Reverse Mortgages

Reverse Mortgages are a way for senior Texans to receive a loan against their home that does not have to be paid back until the home is no longer used as his or her primary residence. Basically, the equity in the senior’s home is being converted into cash until he or she moves, sells the home or becomes deceased.

The home must be a single-family home or a one-to four unit home where the borrower actually lives. HUD-approved condominium or manufactured homes meeting FHA guidelines may also be eligible.


Who is eligible for a Reverse Mortgage?

Reverse mortgages are for individuals that are 62 years old or older and own a home outright or have a low loan balance and do not have any liens against the home.

Note that the borrower is still responsible for property taxes, property insurance and general upkeep of the home.
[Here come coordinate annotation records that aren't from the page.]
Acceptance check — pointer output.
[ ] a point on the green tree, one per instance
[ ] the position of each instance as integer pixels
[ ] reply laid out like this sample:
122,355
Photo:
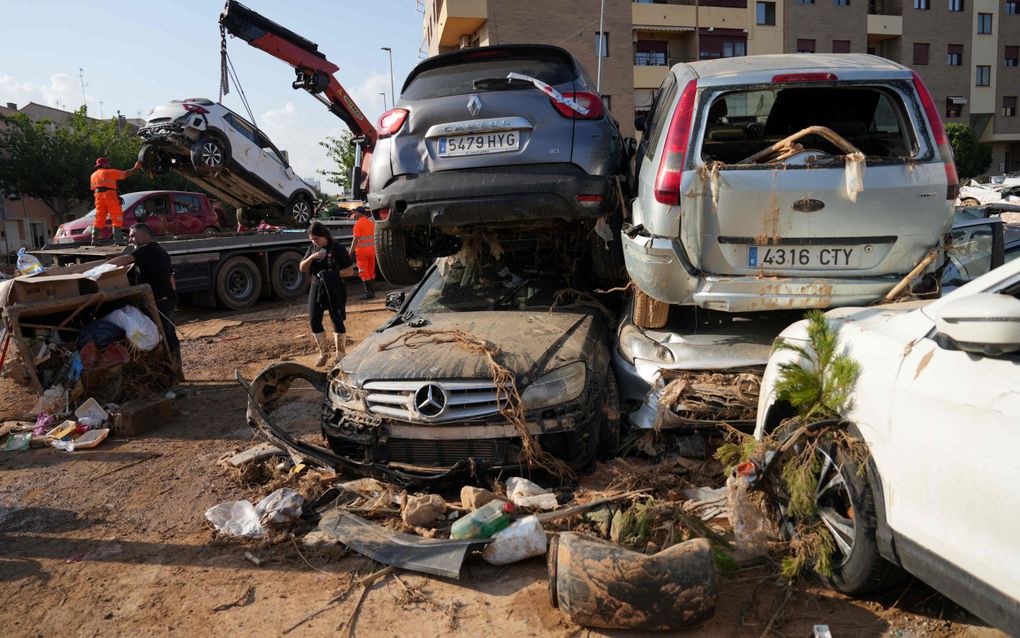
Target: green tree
54,162
341,152
972,157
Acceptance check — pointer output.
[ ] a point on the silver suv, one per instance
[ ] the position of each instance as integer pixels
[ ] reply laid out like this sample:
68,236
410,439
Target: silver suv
495,136
787,182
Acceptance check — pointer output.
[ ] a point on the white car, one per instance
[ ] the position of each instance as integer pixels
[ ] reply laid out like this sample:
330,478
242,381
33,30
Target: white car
227,156
937,403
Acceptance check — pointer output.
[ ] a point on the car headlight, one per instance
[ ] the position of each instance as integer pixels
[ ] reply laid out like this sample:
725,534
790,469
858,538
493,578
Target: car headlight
559,386
634,344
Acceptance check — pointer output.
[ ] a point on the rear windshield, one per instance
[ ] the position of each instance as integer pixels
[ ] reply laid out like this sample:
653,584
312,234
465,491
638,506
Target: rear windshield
459,78
742,124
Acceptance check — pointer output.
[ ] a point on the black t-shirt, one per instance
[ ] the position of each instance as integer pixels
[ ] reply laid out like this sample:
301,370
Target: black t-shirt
337,258
152,266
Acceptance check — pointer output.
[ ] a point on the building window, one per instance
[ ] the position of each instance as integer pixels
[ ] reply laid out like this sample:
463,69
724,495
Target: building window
920,52
1012,53
766,13
1009,106
954,55
984,23
983,76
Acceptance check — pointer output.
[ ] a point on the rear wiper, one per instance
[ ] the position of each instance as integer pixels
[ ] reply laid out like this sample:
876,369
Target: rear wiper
499,83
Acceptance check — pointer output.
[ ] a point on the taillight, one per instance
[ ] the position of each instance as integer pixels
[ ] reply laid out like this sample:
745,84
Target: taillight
941,140
589,101
391,121
667,182
791,78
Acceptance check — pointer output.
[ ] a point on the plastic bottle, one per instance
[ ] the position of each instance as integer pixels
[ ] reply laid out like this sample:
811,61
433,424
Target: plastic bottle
29,264
483,522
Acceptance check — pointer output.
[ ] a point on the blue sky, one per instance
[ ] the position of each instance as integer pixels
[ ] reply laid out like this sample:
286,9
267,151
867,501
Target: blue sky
141,53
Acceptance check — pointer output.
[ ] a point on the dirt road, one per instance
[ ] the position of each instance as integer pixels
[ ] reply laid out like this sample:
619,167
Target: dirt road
111,541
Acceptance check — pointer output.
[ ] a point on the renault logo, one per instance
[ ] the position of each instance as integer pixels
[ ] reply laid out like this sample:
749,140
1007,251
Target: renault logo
429,400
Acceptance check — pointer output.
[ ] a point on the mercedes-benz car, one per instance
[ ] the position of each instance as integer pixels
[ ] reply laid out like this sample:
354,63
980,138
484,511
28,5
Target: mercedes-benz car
230,157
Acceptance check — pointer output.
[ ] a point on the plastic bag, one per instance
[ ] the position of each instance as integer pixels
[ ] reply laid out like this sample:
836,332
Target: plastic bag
29,264
141,331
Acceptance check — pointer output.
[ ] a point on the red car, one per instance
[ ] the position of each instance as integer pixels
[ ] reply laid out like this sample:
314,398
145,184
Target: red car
167,212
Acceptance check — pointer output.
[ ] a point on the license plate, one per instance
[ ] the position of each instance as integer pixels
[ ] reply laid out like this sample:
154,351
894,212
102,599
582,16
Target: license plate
479,144
809,257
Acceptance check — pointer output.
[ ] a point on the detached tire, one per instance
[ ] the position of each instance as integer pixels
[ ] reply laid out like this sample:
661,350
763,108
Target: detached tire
286,279
391,254
239,283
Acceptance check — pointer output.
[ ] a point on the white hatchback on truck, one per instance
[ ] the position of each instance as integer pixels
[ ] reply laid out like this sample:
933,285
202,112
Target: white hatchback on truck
778,182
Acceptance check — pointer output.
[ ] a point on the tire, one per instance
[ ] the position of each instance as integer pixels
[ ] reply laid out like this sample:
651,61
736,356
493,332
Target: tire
286,280
153,160
609,425
847,506
391,255
239,283
209,155
299,212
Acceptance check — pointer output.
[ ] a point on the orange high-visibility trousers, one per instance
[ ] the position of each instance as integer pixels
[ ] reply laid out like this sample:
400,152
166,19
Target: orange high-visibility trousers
366,263
108,203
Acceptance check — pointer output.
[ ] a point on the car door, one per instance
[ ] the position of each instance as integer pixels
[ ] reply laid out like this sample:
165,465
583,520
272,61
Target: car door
187,218
954,490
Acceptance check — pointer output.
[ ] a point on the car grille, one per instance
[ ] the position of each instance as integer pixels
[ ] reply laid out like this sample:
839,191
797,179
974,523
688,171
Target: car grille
461,400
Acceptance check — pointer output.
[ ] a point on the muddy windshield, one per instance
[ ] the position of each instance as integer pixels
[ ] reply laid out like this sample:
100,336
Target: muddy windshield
767,126
460,288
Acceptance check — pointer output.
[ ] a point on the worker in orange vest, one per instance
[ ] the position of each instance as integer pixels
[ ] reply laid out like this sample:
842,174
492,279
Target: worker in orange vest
363,249
104,185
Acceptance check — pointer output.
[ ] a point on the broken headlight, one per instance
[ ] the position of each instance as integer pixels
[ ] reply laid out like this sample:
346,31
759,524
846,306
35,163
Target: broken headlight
559,386
634,344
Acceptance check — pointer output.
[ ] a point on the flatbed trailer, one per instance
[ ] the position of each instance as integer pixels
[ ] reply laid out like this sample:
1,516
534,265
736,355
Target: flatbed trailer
232,271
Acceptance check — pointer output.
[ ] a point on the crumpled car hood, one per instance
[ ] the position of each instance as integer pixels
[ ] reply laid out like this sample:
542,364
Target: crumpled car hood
532,343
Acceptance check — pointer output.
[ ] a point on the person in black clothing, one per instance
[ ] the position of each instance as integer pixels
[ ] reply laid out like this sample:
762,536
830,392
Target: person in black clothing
327,261
152,266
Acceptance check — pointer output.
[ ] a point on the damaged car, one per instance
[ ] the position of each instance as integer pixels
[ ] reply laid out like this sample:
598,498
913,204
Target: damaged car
479,355
936,405
778,182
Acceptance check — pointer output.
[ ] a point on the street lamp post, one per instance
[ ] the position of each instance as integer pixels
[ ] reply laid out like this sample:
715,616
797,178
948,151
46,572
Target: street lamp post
389,51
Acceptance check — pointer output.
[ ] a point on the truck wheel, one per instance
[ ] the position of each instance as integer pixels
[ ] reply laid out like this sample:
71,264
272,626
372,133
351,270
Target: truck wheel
287,280
153,160
391,253
208,156
238,283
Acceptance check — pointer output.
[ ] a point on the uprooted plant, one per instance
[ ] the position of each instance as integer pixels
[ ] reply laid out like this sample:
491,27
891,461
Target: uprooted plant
818,385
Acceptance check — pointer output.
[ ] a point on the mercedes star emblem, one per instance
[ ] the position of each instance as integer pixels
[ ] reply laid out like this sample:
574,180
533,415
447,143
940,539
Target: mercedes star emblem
429,400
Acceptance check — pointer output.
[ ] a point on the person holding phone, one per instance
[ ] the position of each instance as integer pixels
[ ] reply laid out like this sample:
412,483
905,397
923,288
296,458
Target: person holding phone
327,262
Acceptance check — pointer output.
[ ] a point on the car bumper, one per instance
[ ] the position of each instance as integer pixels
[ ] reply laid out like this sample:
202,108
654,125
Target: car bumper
659,268
493,195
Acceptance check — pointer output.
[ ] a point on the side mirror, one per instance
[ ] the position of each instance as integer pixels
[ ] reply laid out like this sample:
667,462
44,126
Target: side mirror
395,300
983,324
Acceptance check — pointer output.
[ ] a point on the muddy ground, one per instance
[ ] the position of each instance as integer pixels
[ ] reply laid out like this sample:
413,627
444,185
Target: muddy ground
111,541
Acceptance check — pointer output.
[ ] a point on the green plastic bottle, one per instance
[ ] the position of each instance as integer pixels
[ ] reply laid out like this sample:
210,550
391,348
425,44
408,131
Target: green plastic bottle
483,522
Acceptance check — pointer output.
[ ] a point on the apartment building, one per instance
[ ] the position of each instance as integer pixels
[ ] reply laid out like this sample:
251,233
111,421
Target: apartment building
966,50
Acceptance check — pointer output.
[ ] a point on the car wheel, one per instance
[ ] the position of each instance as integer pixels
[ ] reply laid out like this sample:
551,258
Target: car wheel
609,425
209,156
153,160
845,500
239,283
393,259
299,211
286,278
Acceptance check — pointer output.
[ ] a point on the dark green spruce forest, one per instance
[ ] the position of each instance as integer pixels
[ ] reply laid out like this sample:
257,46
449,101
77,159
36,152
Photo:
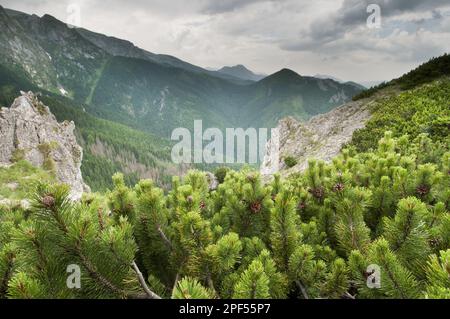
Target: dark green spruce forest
384,200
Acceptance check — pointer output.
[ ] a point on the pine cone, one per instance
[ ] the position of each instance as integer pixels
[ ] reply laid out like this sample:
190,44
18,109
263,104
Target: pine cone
255,207
317,192
422,190
48,201
301,206
339,187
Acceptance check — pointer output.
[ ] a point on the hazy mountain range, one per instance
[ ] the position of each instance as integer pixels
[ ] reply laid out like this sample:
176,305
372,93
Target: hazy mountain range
152,92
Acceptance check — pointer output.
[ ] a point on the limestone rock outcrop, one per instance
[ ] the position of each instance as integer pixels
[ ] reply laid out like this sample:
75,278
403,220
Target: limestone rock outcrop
321,138
29,131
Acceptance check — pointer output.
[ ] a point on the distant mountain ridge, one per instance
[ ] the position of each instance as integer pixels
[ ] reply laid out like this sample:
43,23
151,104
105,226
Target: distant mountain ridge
241,72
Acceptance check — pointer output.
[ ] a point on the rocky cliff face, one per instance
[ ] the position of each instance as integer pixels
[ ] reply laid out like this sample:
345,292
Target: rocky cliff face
322,138
28,130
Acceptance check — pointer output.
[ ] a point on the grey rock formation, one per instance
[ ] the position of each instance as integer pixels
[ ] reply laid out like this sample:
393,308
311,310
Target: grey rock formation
322,137
28,130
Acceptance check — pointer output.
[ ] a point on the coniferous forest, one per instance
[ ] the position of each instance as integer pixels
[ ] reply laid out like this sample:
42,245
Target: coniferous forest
358,208
310,236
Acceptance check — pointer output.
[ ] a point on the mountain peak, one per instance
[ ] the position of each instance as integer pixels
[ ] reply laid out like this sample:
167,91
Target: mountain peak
285,74
241,72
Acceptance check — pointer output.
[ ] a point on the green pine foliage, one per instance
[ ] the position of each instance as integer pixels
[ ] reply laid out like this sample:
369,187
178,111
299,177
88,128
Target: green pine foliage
312,235
427,72
423,110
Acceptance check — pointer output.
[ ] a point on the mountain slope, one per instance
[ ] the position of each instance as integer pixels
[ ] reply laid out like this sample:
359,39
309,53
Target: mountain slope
241,72
286,93
362,123
157,93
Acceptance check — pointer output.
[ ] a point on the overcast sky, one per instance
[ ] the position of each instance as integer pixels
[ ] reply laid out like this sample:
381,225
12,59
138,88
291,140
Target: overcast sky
310,37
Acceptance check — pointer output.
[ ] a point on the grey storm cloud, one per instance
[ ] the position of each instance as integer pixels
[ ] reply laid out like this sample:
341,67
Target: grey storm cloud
320,36
353,13
221,6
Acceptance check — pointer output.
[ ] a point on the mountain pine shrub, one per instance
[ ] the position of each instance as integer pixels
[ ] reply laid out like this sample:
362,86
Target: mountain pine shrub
312,235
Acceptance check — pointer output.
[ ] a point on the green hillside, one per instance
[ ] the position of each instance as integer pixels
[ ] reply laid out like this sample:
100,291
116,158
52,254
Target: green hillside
421,110
425,73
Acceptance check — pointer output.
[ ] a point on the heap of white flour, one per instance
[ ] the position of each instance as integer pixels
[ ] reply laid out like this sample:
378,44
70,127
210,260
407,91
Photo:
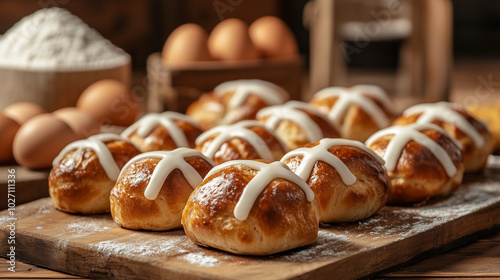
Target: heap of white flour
55,39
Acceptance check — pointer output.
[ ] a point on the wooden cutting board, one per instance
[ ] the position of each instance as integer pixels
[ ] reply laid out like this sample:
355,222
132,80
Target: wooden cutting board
94,246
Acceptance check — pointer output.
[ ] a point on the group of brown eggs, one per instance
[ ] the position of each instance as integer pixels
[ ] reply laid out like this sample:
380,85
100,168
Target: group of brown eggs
33,137
230,40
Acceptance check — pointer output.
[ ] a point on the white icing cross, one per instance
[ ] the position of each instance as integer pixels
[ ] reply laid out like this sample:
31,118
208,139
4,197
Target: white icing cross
146,124
238,130
320,153
170,160
269,92
95,143
405,134
358,95
268,172
292,111
444,111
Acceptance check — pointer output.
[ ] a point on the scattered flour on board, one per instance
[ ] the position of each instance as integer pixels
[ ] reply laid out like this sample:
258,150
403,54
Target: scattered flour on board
201,259
420,219
329,244
86,227
140,246
55,39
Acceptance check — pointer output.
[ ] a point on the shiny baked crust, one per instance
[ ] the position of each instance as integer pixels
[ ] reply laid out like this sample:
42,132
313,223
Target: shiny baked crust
213,109
339,202
419,175
356,124
294,136
474,157
82,186
131,209
280,219
239,148
161,140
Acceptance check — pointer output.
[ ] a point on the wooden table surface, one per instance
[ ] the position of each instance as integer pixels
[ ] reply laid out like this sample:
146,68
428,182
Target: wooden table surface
480,259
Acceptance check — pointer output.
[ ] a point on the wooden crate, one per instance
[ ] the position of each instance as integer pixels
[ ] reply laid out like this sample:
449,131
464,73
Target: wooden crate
173,88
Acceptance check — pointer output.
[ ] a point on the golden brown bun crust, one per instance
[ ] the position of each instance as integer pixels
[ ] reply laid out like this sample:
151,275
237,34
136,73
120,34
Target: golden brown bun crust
339,202
280,219
161,140
83,186
474,157
356,124
131,209
294,136
419,175
213,109
238,148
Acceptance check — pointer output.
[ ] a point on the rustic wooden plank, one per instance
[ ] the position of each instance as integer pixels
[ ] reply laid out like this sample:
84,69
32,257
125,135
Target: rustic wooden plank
29,184
95,247
479,259
27,271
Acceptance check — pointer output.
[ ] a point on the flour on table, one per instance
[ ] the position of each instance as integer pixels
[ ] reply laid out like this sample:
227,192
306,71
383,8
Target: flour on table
140,246
86,227
201,259
329,244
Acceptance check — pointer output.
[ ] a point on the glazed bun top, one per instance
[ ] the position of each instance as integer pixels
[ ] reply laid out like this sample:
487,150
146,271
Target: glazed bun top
98,144
234,101
297,123
270,93
320,151
449,113
264,174
255,141
179,127
169,161
372,99
393,140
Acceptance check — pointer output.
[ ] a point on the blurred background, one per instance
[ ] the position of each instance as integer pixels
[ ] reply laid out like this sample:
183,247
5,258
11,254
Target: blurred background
141,28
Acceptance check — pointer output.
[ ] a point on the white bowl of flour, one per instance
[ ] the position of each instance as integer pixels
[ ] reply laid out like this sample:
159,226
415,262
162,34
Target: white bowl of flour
51,56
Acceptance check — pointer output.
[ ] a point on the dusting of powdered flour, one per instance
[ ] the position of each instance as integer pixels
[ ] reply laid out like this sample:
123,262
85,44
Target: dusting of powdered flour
329,244
85,227
201,259
55,39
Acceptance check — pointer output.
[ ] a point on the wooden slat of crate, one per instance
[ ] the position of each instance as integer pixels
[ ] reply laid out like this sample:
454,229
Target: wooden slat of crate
174,88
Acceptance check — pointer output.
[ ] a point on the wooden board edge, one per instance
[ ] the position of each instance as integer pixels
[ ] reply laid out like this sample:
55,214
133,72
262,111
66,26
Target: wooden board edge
485,220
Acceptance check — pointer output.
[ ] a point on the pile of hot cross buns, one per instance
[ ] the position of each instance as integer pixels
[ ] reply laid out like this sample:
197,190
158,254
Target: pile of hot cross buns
250,172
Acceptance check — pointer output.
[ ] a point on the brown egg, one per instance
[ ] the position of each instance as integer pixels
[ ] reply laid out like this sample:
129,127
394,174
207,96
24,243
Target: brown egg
83,123
110,102
8,130
229,40
40,140
23,111
272,37
187,43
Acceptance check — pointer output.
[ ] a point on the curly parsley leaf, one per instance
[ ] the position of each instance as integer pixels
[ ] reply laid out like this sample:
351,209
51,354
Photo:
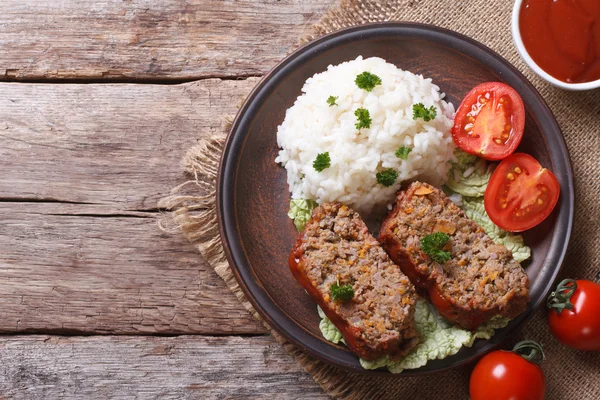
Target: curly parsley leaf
427,114
367,81
342,293
322,161
403,152
363,117
432,245
387,177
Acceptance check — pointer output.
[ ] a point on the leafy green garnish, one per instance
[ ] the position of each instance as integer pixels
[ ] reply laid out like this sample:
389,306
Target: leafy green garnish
469,175
367,81
322,161
432,245
475,209
403,152
363,117
342,293
438,339
427,114
300,212
387,177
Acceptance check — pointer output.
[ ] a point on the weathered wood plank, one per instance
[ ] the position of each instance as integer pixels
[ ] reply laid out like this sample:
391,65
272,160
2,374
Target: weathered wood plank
148,39
101,271
115,144
184,367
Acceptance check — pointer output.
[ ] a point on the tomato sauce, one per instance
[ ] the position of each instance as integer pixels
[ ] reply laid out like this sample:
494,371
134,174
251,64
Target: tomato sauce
563,37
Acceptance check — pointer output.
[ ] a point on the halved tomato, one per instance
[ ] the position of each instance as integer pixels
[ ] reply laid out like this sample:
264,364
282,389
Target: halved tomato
489,122
521,193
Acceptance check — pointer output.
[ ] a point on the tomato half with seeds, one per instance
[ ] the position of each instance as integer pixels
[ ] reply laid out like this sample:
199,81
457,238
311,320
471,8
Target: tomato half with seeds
521,193
489,122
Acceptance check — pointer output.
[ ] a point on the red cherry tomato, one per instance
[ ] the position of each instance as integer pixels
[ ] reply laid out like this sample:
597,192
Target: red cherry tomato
509,375
489,122
574,315
521,193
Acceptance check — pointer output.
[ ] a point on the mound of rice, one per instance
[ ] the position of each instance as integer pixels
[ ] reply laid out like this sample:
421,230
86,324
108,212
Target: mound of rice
311,127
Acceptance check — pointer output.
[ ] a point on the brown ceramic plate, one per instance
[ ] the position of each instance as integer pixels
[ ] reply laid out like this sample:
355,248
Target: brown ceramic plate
253,197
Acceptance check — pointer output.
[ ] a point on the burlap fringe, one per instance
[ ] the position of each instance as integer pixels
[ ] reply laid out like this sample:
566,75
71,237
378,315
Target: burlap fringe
195,215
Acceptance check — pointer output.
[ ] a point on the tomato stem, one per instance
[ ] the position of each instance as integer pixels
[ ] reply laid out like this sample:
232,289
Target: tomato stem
561,297
530,350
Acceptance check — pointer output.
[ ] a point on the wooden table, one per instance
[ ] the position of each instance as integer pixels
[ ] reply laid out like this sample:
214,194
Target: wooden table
98,103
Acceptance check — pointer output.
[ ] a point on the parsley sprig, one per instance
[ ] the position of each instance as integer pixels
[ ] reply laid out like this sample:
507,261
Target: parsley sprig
433,244
322,161
367,81
387,177
403,152
363,117
342,293
427,114
331,100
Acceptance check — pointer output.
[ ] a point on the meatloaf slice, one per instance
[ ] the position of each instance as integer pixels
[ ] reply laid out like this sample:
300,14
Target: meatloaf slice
337,248
481,279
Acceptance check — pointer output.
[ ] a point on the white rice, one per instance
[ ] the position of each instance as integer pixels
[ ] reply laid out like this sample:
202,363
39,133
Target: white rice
311,127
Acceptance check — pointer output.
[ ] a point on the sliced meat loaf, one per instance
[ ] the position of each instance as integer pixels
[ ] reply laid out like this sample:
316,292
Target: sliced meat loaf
481,280
336,248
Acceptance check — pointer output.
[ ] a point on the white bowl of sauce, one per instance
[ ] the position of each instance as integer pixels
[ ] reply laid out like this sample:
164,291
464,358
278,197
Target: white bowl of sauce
560,40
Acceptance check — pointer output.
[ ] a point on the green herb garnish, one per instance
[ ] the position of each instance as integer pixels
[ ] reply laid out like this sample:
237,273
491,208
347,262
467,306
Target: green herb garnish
363,117
419,111
403,152
387,177
342,293
322,161
367,81
432,246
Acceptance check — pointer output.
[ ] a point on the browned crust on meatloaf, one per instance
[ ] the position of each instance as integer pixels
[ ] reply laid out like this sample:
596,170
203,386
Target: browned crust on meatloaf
480,281
336,247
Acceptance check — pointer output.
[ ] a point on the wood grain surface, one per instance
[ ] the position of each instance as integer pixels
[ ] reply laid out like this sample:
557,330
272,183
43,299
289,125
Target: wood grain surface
114,144
184,367
71,268
83,166
148,39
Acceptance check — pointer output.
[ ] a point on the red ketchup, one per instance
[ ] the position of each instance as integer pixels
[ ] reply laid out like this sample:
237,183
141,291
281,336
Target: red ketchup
563,37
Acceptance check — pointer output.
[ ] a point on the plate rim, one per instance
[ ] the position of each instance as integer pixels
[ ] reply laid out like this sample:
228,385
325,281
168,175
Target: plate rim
563,230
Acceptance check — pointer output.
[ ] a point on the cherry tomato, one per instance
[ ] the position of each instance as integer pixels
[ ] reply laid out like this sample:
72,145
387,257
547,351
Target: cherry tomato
574,315
489,122
509,375
521,193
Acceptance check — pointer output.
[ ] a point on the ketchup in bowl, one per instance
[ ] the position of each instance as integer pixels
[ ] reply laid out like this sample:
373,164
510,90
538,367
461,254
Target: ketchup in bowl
563,37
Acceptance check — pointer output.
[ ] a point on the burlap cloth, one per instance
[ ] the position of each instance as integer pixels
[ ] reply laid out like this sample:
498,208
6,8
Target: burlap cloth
569,374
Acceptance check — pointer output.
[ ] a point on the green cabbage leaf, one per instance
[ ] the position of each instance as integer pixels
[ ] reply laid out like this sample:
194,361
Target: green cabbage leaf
475,210
469,175
438,338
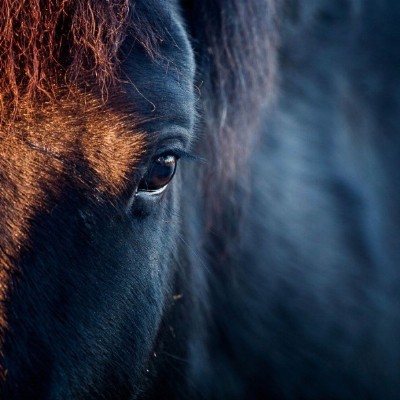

Failure to do so could result in foreclosure.

The younger the borrower is, the less money they are eligible to receive since a life expectancy factor is considered in the loan payment formula.

If you are a senior that relies on public assistance programs, it is recommended you review the possible impact a reverse mortgage payout may have on these benefits first.

 

How does a Reverse Mortgage work?

If eligible, the borrower with have different payment options to choose from:

1)      a lump sum cash payout

2)      equal monthly payments for as long as borrower lives in home

3)      equal monthly payments over a specified time period

Repayment is not due until borrower(s) moves, sells the home, or is deceased. At that time, the heirs of the borrower may pay the lien off to keep the property. Alternatively, the lender may foreclose on the property.

A reverse mortgage, like other loans, does accrue interest charges that are due once the first payment is made to the borrower. Often the rate is an Adjustable Rate Mortgage (ARM) with interest compounded monthly.

Note that reverse mortgages tend to have high closing costs and is not a good idea for those that plan to move in the next couple of years or if you are seeking quick money for a temporary emergency.


What other alternatives are there besides a Reverse Mortgage?

Reverse Mortgages tend to be complicated and expensive and may not be the best option for seniors. Other options to consider include:

1)      Consider taking out a home equity loan

2)      Lower expenses by moving to a smaller home or apartment

3)      Seek a reduction or property tax credit on your home because of your senior status

Foreclosure – To Buy or Not To Buy?

FORECLOSED HOMES – ARE THEY REALLY A GOOD DEAL?

Foreclosed homes are homes in which the owner was unable to pay for and the Lender has taken back.

The legal steps to foreclose on a home vary from state to state thus the time for the actual eviction, foreclosure and going to auction (if necessary) varies also. When a finance company or a real estate agency purchases a property at auction and it is being re-sold, this is referred to as real estate owned (REO).

If you are looking to buy a foreclosed property to flip, be sure to check the home sales for that area. If homes are not selling, odds are you will not be able to sell very quickly after the makeover either.

Advantage of Purchasing a Foreclosed Home

The only advantage of purchasing a foreclosed home that I can think of is that the price is usually discounted.

Risks of Purchasing a Foreclosed Home

Risks of purchasing a foreclosed home include the condition of the home. If the previous owner was evicted, he/she may have taken their frustrations out on the house. Another risk is that many people are trying to buy foreclosed homes which lowers the probability of finding a good deal. You will definitely have to move very quickly on the better deals. The home may have liens on it (ex. unpaid taxes) which poses another risk. Inquire about any potential liens and find out who is responsible for paying them.

Things to Consider When Buying a Foreclosed Home

When buying a foreclosed home, be sure to have all of your financing in order .. especially if the property is already at auction and you plan to bid. Many auctions require payment in full within 24 hours. For REO homes, you can get regular financing.
Foreclosed homes are sold ‘as is’ which means that if you find any problems, repairs will not be made. For properties that are already at auction, you will not have an opportunity for a proper inspection beforehand to determine if there are any major problems and you could end up with a bad deal.  For REO homes, you can schedule a proper inspection.
There is usually more paperwork when buying a foreclosed home because a government agency is involved.

In summary, buying a foreclosed home can be risky. If you decide you want to buy a foreclosed home in Central Texas and do not want to pay too much, be sure to contact your real estate agent to make sure the asking price is comparable to other homes in the area.